Opinion
2013-06-7
Colucci & Gallaher, P.C., Buffalo (John Keenan of Counsel), for Respondent–Appellant.
PRESENT: SCUDDER, P.J., SMITH, CENTRA, AND LINDLEY, JJ.
MEMORANDUM:
Respondent father appeals from an order confirming the finding of the Support Magistrate that he was in contempt of court based on his willful violation of a prior order of support, and incarcerating him. Initially, we agree with the father that, although he has completed serving the sentence of incarceration, the appeal is not moot because of the “enduring consequences [that] potentially flow from an order adjudicating a party in civil contempt” ( Matter of Bickwid v. Deutsch, 87 N.Y.2d 862, 863, 638 N.Y.S.2d 932, 662 N.E.2d 250;see Matter of Storelli v. Storelli, 101 A.D.3d 1787, 1788, 958 N.Y.S.2d 249).
The father's further contention that Family Court lacked subject matter jurisdiction is in actuality a contention that the petition was not legally sufficient because it failed to allege that he willfully failed to comply with a prior order requiring him to pay child support. The father failed to preserve that contention for our review ( see generally Matter of Irene C. [Reina M.], 68 A.D.3d 416, 416, 889 N.Y.S.2d 574;Matter of Toshea C.J., 62 A.D.3d 587, 587, 880 N.Y.S.2d 36;Matter of Kimberly Vanessa J., 37 A.D.3d 185, 185, 829 N.Y.S.2d 473), and in any event it is without merit ( see generally Matter of Child Support Enforcement Unit v. John M., 283 A.D.2d 40, 43, 724 N.Y.S.2d 235). The petition included, in capital letters and large bold type on the front page, the “warning” that a hearing was being requested, the purpose of which was to punish the father for contempt of court. The “warning” further advised the father that the sanction of imprisonment could be imposed. Furthermore, the father admitted that he was in willful violation of the prior order, and the Support Magistrate, “on more than one occasionprior to the [admission by the father that he violated the prior order,] confirmed that the petition was for a willful violation of the prior order[ ]” ( Matter of Santana v. Gonzalez, 90 A.D.3d 1198, 1199, 935 N.Y.S.2d 156).
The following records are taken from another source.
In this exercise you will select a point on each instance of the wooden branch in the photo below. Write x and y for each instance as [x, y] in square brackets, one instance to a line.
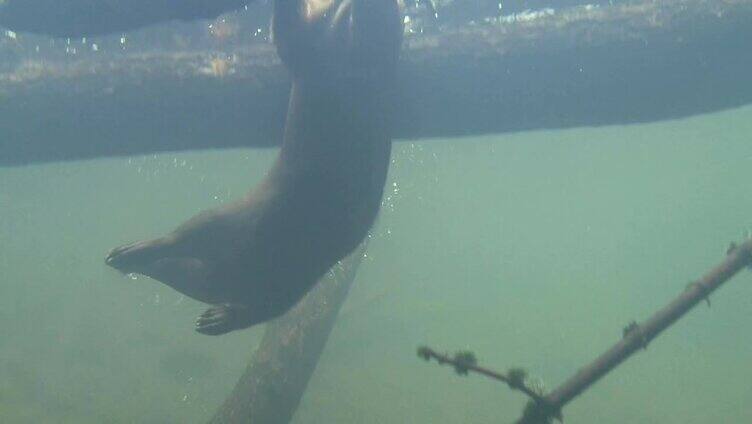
[463, 362]
[631, 62]
[274, 382]
[542, 409]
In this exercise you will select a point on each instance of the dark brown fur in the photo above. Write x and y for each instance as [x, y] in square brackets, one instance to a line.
[254, 259]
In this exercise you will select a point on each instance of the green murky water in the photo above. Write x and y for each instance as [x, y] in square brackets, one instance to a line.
[532, 249]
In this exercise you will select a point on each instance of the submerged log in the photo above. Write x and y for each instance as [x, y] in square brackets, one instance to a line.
[272, 385]
[633, 62]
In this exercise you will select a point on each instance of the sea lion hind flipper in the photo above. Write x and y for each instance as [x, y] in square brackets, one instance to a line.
[223, 318]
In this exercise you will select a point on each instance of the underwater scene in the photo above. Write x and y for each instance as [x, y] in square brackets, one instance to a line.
[565, 178]
[532, 250]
We reject the further contention of the father that he was not afforded effective assistance of counsel ( see Matter of Rothfuss v. Thomas, 6 A.D.3d 1145, 1146, 775 N.Y.S.2d 657,lv. denied3 N.Y.3d 603, 782 N.Y.S.2d 697, 816 N.E.2d 570;Matter of Amanda L., 302 A.D.2d 1004, 1004, 754 N.Y.S.2d 494). We have considered the father's remaining contention and conclude that it is without merit.
It is hereby ORDERED that the order so appealed from is unanimously affirmed without costs.